И как раз в этот момент дверь таверны открылась, впуская брызги ледяного дождя и пухлого элидэнца средних лет. Лицо у него раскраснелось, напудренный парик съехал набок. Пальцы-сосиски, в которых он сжимал посох с навершием-завитком, были унизаны серебряными перстнями, а красная мантия – покрыта шитьем в виде строк из Писания; на шее висел символ колеса. Пришел мужчина в сопровождении ополченцев, дежуривших у ворот.
Он обвел кабак злым взглядом, который остановил на владелице.
– Мадам Петра, – сказал он. – Неужто к вам в заведение так часто заглядывает почтенное дворянство, что никто и не думает послать за мной с известием о приезде угодника?
– Мы побоялись тревожить вас во время молитвы, епископ дю Лак, – потупившись, ответила женщина. – Прощу прощения.
Я присмотрелся к священнику. Заметил, как с его появлением упало настроение в зале. Он явно заправлял в этом городке. В ночи голода и страданий после начала мертводня не осталось в империи никого, кто процветал бы больше Святой церкви. Когда ад разверз свои врата, простонародью оставалось только обратиться за руководством к священникам. Но я знавал монахов, холоднокровка, и знавал политиков. Обручальное кольцо поставил бы на то, что этот ублюдок был из последних: слишком уж хорошо одет, слишком уж сыт, и явно считает, будто ему везде рады. Я убрал с лица волосы и с трудом ткнул в его сторону пальцем.
– Какое у тебя платьишко милое.
– Вам бы следить за языком, мсье, – предупредил епископ, – иначе вас погонят по улице плетьми, как непослушного пса.
– Как-то это не очень вежливо.
Он оглядел меня, лежащего на полу в обнимку с водкой, небритого, босого и с грязными ногами.
– А вы как-то не похожи на того, кто заслуживает вежливого обращения.

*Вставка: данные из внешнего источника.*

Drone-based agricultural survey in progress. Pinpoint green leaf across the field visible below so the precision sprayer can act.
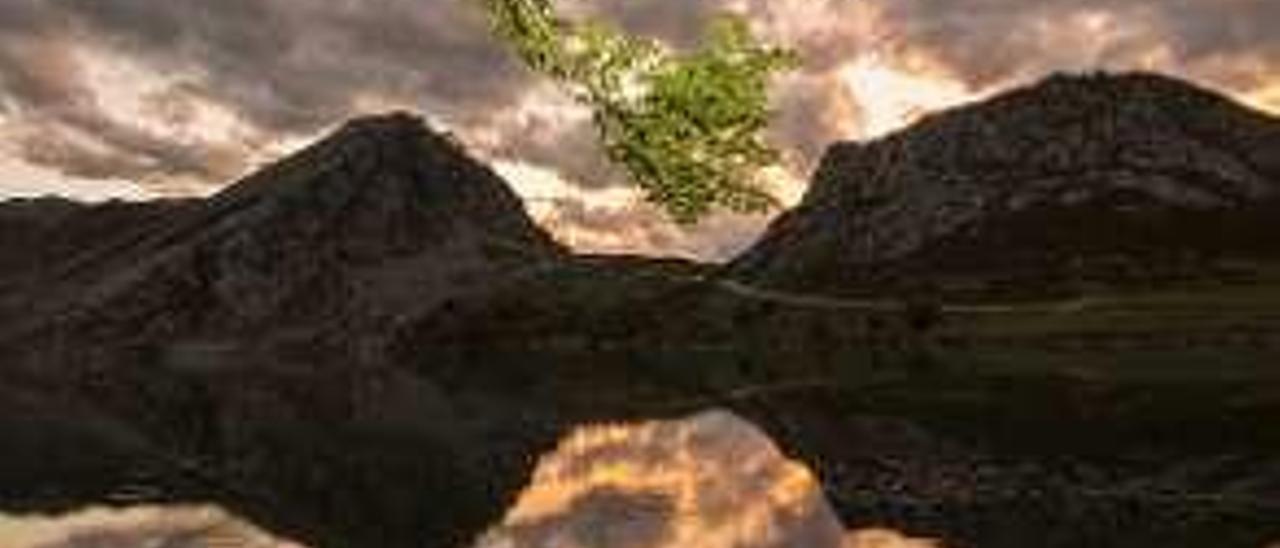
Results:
[480,0,797,223]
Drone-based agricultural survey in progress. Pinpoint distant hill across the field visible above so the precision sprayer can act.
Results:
[732,73,1280,293]
[0,74,1280,548]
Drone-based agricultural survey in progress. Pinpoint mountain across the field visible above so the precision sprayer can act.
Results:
[0,114,563,355]
[0,114,568,545]
[731,73,1280,293]
[0,76,1280,548]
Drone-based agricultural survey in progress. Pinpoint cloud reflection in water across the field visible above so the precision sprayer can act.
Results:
[476,411,938,548]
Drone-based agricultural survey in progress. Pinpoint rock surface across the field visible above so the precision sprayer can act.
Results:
[0,77,1280,548]
[733,73,1280,292]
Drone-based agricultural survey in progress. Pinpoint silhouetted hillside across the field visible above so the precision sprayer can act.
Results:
[733,74,1280,293]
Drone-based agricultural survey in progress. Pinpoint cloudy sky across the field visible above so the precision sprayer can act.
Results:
[0,0,1280,257]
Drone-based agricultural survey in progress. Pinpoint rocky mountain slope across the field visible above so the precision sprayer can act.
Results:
[732,73,1280,292]
[0,76,1280,548]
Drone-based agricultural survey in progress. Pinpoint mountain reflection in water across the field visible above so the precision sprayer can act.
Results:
[0,411,941,548]
[476,411,940,548]
[0,506,305,548]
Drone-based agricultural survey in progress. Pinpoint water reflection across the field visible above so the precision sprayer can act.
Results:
[0,506,303,548]
[0,411,940,548]
[476,411,938,548]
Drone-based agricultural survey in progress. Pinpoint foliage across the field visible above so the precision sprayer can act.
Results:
[481,0,796,223]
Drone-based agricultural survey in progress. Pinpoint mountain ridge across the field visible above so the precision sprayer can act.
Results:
[730,73,1280,292]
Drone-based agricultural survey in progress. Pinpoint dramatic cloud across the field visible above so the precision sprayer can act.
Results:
[0,0,1280,256]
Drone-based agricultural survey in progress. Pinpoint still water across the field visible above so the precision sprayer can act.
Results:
[0,411,942,548]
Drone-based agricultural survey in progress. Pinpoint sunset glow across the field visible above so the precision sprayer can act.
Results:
[0,0,1280,257]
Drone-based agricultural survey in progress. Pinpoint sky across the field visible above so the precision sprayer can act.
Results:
[0,0,1280,259]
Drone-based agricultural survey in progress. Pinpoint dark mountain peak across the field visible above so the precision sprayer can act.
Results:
[736,73,1280,295]
[1,113,563,337]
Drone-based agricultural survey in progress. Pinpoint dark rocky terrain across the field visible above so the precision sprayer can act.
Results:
[733,74,1280,293]
[0,76,1280,548]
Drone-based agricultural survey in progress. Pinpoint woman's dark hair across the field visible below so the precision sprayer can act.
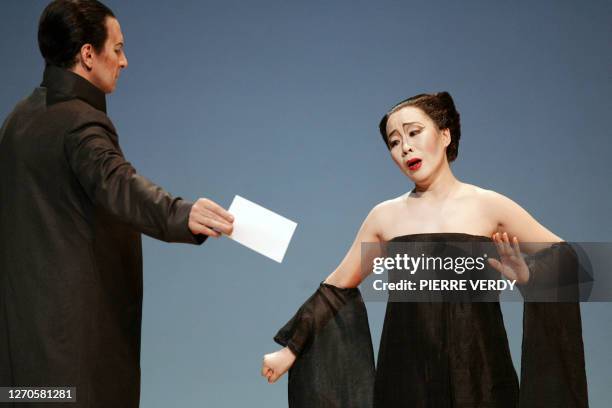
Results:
[38,0,115,68]
[378,92,461,163]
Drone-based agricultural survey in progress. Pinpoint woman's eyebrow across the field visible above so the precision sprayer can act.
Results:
[402,122,424,126]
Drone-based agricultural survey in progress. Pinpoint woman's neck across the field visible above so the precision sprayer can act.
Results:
[414,163,461,200]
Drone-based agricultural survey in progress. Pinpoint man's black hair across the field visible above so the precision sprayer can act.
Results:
[38,0,115,68]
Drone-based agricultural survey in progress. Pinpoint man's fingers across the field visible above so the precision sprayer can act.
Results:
[192,213,234,235]
[202,199,234,223]
[189,221,221,238]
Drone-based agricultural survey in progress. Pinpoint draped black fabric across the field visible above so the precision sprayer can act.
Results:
[277,233,588,408]
[274,283,374,408]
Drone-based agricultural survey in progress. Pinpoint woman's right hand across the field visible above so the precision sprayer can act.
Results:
[261,347,295,384]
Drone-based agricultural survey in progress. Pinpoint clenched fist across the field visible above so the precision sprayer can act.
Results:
[188,198,234,238]
[261,347,295,384]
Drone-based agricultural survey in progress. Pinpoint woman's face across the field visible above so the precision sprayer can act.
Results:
[387,106,451,183]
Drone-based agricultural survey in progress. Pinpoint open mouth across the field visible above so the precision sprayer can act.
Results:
[406,159,423,171]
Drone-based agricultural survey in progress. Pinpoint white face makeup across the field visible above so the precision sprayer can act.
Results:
[387,106,450,183]
[89,17,128,93]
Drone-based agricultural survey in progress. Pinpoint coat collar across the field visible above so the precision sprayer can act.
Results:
[41,65,106,113]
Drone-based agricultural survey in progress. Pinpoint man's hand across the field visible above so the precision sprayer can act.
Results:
[261,347,295,384]
[189,198,234,238]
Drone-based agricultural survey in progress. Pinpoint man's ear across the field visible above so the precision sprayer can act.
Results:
[78,44,93,71]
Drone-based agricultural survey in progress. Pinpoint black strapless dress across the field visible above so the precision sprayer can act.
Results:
[275,233,588,408]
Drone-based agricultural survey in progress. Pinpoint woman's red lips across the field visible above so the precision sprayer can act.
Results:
[406,157,422,171]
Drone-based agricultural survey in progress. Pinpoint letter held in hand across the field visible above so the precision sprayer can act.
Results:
[228,195,297,263]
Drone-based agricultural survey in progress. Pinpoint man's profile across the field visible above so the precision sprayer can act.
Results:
[0,0,233,407]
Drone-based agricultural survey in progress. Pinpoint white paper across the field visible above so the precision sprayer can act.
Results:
[228,195,297,263]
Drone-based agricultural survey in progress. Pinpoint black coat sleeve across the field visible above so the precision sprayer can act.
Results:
[519,242,588,408]
[64,114,206,244]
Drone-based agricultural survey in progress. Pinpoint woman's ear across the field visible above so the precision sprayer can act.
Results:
[442,128,451,147]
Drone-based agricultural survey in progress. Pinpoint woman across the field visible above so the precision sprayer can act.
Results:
[262,92,587,407]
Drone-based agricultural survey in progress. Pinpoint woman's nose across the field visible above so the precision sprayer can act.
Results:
[402,141,412,156]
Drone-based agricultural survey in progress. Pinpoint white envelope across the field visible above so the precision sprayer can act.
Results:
[228,195,297,263]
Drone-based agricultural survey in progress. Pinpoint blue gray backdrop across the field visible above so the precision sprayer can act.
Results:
[0,0,612,407]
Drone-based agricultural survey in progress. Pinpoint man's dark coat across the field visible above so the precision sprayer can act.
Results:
[0,66,204,408]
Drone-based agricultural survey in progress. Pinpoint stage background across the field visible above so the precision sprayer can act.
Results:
[0,0,612,407]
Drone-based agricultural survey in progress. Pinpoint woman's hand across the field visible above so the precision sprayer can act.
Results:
[488,232,529,284]
[261,347,295,384]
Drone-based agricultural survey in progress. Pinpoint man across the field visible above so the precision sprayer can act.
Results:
[0,0,233,407]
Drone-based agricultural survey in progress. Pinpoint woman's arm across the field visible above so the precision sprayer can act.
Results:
[487,191,563,254]
[261,204,384,383]
[325,203,384,288]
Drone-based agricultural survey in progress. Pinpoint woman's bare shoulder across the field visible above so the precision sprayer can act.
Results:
[464,183,509,205]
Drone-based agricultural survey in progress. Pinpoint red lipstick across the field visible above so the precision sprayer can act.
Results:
[406,157,423,171]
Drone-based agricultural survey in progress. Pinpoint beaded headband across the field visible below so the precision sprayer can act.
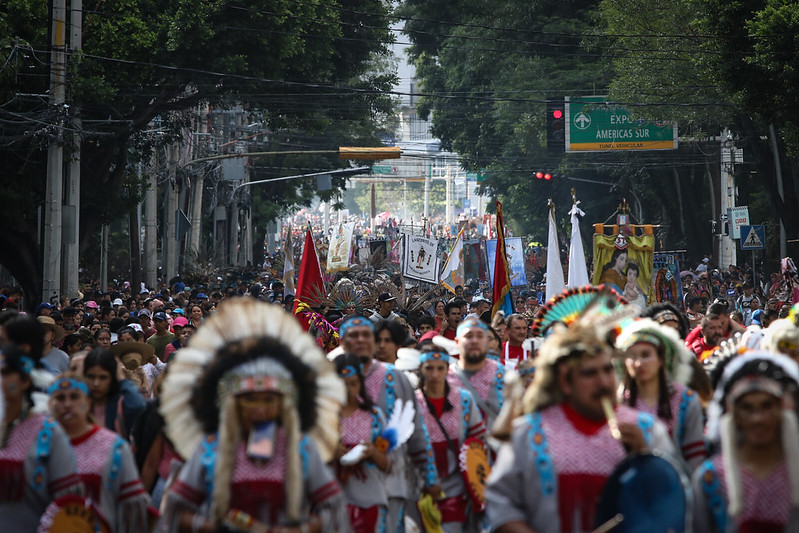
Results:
[217,357,297,403]
[338,316,375,338]
[47,378,89,396]
[419,350,449,364]
[455,318,488,338]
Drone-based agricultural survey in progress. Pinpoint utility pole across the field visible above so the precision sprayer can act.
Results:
[62,0,81,299]
[165,144,178,280]
[188,104,208,255]
[42,0,67,301]
[143,153,158,288]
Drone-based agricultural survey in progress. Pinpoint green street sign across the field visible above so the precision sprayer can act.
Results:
[372,165,393,174]
[565,96,677,152]
[466,170,485,181]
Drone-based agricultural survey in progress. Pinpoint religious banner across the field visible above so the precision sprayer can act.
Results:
[402,234,441,285]
[592,224,655,309]
[652,252,682,305]
[486,237,527,287]
[463,239,488,281]
[327,222,355,272]
[441,230,466,294]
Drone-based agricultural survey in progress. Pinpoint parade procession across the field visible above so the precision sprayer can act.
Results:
[0,0,799,533]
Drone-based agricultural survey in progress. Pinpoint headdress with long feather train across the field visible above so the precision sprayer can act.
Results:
[159,298,346,518]
[706,350,799,517]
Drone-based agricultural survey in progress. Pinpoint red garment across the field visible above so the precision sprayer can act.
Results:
[427,396,447,418]
[347,503,380,533]
[499,341,529,365]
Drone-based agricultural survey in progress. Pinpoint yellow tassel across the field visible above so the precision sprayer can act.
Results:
[418,494,443,533]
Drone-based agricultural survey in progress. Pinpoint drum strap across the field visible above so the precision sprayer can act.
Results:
[383,365,397,419]
[33,418,57,491]
[422,392,458,458]
[700,461,727,531]
[527,411,558,496]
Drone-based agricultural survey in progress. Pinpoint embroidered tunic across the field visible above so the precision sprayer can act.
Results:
[159,428,347,533]
[72,426,150,533]
[339,407,388,533]
[0,414,83,533]
[635,383,707,472]
[486,404,673,533]
[416,386,486,523]
[447,359,505,428]
[364,360,438,501]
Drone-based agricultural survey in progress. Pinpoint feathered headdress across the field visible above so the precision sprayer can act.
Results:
[707,351,799,517]
[616,318,693,385]
[532,285,627,337]
[159,298,346,519]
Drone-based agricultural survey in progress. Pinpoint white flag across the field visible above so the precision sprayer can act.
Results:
[283,225,295,296]
[547,208,566,301]
[568,201,589,287]
[441,226,465,294]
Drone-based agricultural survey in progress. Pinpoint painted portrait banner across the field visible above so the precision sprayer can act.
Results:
[591,231,655,309]
[486,237,527,287]
[326,222,355,272]
[463,239,488,281]
[402,235,441,284]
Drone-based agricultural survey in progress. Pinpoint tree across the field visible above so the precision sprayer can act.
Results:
[601,0,799,254]
[0,0,393,306]
[400,0,615,241]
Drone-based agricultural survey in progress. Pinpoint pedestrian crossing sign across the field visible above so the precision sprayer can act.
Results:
[741,224,766,250]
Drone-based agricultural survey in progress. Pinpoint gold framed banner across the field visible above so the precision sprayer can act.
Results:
[591,224,655,309]
[326,222,355,272]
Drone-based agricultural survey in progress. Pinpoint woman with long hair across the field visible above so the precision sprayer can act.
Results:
[83,348,145,439]
[616,318,707,471]
[335,354,389,533]
[416,347,486,533]
[0,345,83,533]
[45,372,150,533]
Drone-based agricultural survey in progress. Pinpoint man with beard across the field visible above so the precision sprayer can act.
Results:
[688,314,724,361]
[482,320,673,533]
[450,317,505,428]
[339,316,441,533]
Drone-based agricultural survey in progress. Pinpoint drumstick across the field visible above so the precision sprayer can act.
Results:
[602,396,621,440]
[591,513,624,533]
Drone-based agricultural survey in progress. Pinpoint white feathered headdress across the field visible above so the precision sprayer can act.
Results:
[616,318,693,385]
[160,298,346,518]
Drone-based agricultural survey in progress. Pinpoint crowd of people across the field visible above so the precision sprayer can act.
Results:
[0,250,799,533]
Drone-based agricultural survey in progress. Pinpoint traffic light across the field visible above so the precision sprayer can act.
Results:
[547,98,566,153]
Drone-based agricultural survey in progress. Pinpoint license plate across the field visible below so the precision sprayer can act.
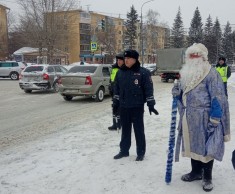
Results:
[24,83,33,88]
[65,90,79,93]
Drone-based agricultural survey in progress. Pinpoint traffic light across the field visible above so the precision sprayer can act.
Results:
[101,19,105,30]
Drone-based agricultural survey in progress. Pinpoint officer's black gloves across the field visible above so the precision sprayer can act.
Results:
[112,104,119,115]
[149,106,159,115]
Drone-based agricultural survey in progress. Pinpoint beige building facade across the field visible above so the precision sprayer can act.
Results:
[50,10,167,64]
[0,4,9,60]
[51,10,123,64]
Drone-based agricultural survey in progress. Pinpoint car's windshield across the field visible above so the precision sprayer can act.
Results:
[69,66,97,73]
[24,66,44,72]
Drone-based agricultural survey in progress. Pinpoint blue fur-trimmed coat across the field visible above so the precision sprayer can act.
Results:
[176,67,230,163]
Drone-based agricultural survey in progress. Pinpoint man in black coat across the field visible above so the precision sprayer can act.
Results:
[215,57,231,96]
[113,50,158,161]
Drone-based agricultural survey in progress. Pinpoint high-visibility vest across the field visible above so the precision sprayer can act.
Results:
[216,66,228,82]
[110,67,119,82]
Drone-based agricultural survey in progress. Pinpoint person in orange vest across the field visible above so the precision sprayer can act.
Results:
[215,57,231,97]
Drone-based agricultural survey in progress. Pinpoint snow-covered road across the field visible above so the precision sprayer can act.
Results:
[0,73,235,194]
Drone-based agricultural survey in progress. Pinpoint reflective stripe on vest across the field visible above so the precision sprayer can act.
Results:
[110,68,118,82]
[216,66,228,82]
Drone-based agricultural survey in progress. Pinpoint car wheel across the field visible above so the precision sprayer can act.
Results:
[95,87,104,102]
[10,72,19,80]
[64,96,73,101]
[24,90,32,93]
[52,82,59,92]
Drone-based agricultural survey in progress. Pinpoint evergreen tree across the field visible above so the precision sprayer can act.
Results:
[171,7,184,48]
[124,5,139,49]
[222,22,233,63]
[212,18,223,63]
[203,15,216,63]
[232,31,235,64]
[188,7,203,46]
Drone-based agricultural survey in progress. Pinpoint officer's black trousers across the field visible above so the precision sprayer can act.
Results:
[120,107,146,156]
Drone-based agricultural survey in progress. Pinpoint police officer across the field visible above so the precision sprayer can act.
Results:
[108,53,124,130]
[113,50,158,161]
[215,57,231,97]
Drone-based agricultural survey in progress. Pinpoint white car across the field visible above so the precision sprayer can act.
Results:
[0,61,25,80]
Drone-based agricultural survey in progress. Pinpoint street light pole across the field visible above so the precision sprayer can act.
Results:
[140,0,154,67]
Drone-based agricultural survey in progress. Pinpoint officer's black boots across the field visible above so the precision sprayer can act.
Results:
[181,159,202,182]
[113,152,129,160]
[202,160,214,192]
[108,118,117,131]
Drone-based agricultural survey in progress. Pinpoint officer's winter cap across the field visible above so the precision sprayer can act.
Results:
[219,57,226,62]
[116,53,124,60]
[185,43,208,61]
[124,49,139,60]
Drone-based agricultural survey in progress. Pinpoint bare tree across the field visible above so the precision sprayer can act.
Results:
[15,0,76,63]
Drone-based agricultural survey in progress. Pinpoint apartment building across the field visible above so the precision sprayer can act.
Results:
[49,10,123,63]
[136,24,169,63]
[0,4,9,60]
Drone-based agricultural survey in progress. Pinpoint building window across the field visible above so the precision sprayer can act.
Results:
[80,44,91,51]
[80,34,91,43]
[80,23,91,30]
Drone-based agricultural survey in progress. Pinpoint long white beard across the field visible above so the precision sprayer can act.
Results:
[180,58,209,89]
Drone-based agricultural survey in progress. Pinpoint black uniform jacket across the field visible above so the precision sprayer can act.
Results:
[113,61,155,108]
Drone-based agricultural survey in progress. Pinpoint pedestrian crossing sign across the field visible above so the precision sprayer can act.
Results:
[91,42,97,51]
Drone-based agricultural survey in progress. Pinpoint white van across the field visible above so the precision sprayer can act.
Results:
[0,61,25,80]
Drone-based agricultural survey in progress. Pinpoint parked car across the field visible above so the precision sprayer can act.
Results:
[58,64,111,102]
[144,64,157,75]
[19,64,68,93]
[0,61,26,80]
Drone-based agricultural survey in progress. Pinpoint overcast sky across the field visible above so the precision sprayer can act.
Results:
[0,0,235,30]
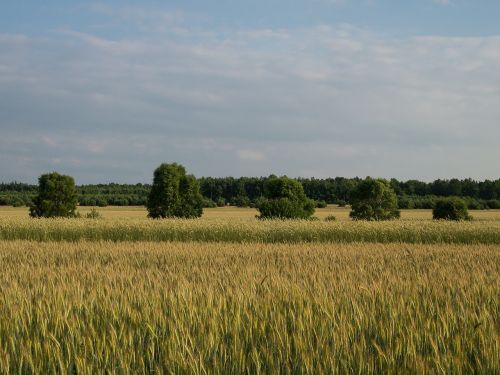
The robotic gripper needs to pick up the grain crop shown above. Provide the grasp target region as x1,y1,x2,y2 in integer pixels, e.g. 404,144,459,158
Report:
0,241,500,374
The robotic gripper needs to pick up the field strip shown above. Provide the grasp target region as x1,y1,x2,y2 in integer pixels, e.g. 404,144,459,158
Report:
0,241,500,374
0,219,500,244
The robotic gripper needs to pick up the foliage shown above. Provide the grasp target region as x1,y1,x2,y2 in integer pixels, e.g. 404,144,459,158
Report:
314,200,328,208
257,176,314,219
30,172,78,217
85,208,102,219
0,217,500,244
432,197,471,221
146,163,203,219
0,241,500,374
350,177,400,220
0,177,500,209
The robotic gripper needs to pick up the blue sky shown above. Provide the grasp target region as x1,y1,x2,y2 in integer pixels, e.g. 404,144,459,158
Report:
0,0,500,183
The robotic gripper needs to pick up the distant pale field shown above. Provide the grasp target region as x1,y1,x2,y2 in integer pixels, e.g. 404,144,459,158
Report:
0,241,500,374
0,205,500,221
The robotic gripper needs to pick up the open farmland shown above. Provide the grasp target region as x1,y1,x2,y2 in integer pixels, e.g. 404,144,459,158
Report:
0,207,500,374
0,241,500,374
0,205,500,221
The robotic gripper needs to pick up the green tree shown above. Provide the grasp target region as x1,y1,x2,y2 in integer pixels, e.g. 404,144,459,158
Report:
30,172,78,217
432,197,472,221
257,176,315,219
350,177,400,220
146,163,203,219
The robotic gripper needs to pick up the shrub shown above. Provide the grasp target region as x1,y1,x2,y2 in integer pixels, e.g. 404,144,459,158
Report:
257,176,314,219
350,177,400,220
486,199,500,209
337,199,347,207
30,172,78,217
85,208,102,219
146,163,203,219
202,198,217,208
432,197,472,221
315,200,328,208
231,195,252,207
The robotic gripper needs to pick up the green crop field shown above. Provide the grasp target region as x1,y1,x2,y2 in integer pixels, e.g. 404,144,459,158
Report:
0,207,500,374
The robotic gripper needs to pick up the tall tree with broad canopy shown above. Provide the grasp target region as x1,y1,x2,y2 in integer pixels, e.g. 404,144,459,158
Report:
350,177,400,220
257,176,315,219
146,163,203,219
30,172,78,217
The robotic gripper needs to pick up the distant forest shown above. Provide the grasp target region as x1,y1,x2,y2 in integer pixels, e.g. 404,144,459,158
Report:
0,177,500,209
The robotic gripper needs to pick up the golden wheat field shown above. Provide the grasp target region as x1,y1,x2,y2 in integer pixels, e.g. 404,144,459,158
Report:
0,207,500,374
0,205,500,221
0,241,500,374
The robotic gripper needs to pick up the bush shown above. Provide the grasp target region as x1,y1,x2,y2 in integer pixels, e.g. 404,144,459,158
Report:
432,197,472,221
231,195,252,208
30,172,78,217
202,198,217,208
315,200,328,208
486,199,500,209
257,176,314,219
350,177,400,220
146,163,203,219
337,199,347,207
85,208,102,219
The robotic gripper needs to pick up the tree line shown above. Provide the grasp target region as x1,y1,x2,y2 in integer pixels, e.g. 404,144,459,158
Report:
26,163,472,221
0,175,500,209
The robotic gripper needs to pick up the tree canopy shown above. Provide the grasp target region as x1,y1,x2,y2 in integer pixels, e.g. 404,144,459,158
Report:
30,172,78,217
257,176,315,219
350,177,400,220
146,163,203,219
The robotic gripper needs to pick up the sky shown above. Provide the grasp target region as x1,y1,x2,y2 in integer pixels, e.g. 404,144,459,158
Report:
0,0,500,184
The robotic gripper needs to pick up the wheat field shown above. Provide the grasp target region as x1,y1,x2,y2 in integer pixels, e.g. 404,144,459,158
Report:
0,241,500,374
0,207,500,374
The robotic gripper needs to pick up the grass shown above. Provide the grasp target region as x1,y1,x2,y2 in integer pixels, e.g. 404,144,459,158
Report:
0,207,500,374
0,218,500,244
0,205,500,221
0,241,500,374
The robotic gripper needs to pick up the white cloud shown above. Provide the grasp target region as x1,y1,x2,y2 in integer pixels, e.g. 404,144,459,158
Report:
237,150,266,161
0,20,500,181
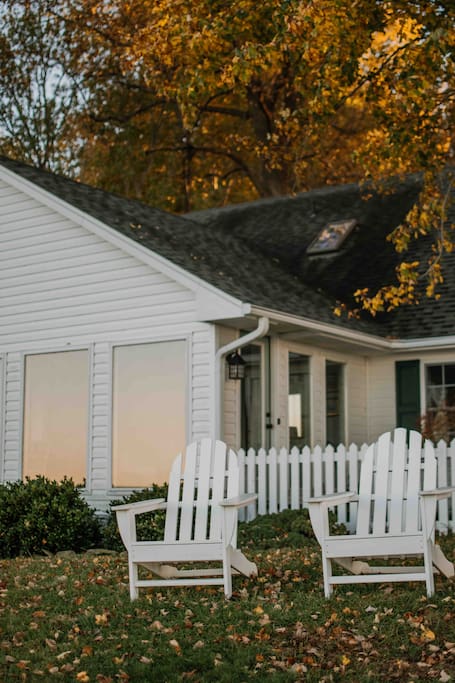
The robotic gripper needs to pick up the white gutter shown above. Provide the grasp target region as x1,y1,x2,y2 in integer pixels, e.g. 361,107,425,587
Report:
251,306,391,349
251,306,455,352
215,317,270,439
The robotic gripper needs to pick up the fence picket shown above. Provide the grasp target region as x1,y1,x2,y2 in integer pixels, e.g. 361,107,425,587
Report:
239,439,455,532
289,446,304,510
335,444,350,524
278,448,289,512
268,448,278,514
258,448,270,515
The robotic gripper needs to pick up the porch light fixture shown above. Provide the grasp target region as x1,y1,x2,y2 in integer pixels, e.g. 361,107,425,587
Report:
306,218,357,255
226,351,246,379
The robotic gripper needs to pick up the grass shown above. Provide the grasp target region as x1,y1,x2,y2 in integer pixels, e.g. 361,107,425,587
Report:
0,513,455,683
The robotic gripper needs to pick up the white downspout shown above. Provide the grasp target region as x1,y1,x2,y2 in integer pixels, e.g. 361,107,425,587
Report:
215,318,270,439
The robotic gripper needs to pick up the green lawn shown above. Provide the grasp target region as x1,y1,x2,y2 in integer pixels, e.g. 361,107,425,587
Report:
0,516,455,683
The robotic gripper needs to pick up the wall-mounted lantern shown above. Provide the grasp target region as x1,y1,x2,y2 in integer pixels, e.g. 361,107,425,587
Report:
226,351,246,379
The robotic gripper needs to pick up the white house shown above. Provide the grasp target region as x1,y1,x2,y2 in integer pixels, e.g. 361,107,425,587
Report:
0,158,455,509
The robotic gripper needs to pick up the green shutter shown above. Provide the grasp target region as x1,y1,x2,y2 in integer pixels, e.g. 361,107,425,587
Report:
395,360,421,429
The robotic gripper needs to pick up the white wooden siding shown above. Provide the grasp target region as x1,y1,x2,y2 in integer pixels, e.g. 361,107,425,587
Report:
270,338,289,448
345,356,368,443
0,183,200,350
3,353,24,481
189,325,214,441
365,356,396,441
88,343,112,491
217,326,240,450
0,181,219,508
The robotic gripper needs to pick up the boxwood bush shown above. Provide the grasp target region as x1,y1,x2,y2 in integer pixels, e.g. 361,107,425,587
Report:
0,476,101,557
103,484,168,551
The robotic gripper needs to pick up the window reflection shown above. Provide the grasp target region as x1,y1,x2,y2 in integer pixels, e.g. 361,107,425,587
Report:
112,341,186,487
23,351,89,484
325,361,345,446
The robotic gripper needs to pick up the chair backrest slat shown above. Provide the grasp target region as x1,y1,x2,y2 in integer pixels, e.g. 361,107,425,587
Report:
164,453,183,543
209,441,232,540
356,428,437,536
405,431,422,533
194,439,216,541
357,444,376,536
372,433,391,535
179,443,198,541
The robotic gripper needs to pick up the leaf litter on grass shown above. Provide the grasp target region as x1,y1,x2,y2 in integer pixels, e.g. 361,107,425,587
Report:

Опершись на свой посеребренный посох, он раздулся, точно индюк.
– Я Альфонс дю Лак, епископ Гахэха. Мне донесли, что среди вас присутствует член Ордо Аржен. – Он присмотрелся к посетителям. – Молю, укажите на этого доброго брата. У меня к нему разговор, не терпящий отлагательств.
Прислужница кивнула в мою сторону.
– Вон он, ваша милость.
Епископ так и раскрыл рот.
– Вот… этот?
Епископ взглянул на стоявшую подле меня Хлою, но та лишь пожала плечами. Я кое-как встал, и тут у меня в животе протестующе заурчало. Пожалуй, не стоило браться за вторую бутылку местной водяры: как бы не пришлось заказывать ужин по новой.
Епископ, к своей чести, быстро подошел ко мне и затряс руку с таким рвением, что чуть не потерял парик.
– Какая честь, святой брат.
– Как угодно, – прорычал я, прекращая пожатие.
Дю Лак же, сильно взволнованный, поправил парик.
– Прошу у вас прощения. Если бы я знал, что вы едете к нам, встретил бы у ворот. Уже много месяцев назад я молил великого понтифика Гаскойна прислать нам помощь против бесчинствующих мертвецов. Думал, его святейшество выделит несколько отрядов, но не знал, что он вышлет целого угодника-среброносца…
В животе снова заурчало, на сей раз угрожающе, и я, покачиваясь, накрыл его ладонью.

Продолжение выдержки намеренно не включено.